Everybody seems to be extremely excited about WikiScanner, a nifty tool for helping people peek at who’s editing what on Wikipedia. It’s not particularly user-friendly, but it’s usable enough to have set off a lively round of Internet Gotcha. Wired has smartly crowdsourced (I feel unclean for having used that word, but whatever) this process — check out the list of questionable edits their readers have compiled.
There’s something very of-the-moment about this, don’t you think? The culture of the Net has been about anonymity and identity-play and such since forever — for yonks, as our former colonial oppressors would say — but you can sense a sea change in the air, a mass hunger for accountability and name-naming that hasn’t been there before, and which WikiScanner plays into.
I don’t get why everybody is saying that this is the end of Wikipedia though.

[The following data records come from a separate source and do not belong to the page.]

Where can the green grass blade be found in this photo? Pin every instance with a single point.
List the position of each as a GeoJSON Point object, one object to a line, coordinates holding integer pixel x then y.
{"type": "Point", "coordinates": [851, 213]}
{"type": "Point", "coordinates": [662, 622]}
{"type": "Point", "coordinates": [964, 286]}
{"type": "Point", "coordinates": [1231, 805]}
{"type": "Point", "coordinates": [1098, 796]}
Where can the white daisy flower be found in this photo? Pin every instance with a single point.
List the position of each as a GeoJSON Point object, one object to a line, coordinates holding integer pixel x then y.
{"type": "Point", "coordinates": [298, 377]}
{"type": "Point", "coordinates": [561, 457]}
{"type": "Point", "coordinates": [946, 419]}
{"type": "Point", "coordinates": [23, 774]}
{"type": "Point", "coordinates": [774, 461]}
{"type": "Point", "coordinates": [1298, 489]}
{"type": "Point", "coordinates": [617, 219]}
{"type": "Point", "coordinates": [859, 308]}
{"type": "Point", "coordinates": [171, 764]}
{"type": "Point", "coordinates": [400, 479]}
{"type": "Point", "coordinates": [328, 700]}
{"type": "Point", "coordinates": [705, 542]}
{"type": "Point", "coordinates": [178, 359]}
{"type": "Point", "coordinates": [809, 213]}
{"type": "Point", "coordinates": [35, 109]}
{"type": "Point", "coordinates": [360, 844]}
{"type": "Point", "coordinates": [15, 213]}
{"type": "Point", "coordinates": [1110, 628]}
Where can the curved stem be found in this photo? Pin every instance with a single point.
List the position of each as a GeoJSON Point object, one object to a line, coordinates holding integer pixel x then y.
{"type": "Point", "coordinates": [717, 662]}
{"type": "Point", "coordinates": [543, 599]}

It’s not like Wikipedia edits were magically untraceable before this, it was just tougher. I assume the Wikipedia people are stoked — this is just the kind of malfeasance they hate, and WikiScanner just makes it easier to ferret out. This is going to be great for Wikipedia. “Mark my words.”
I do wonder if some enterprising hacker could take WikiScanner a step further — automate the process of matching corporations and agencies with the entries they shouldn’t be editing. That would be an idea for somebody, unlike me, who has actual mad skillz.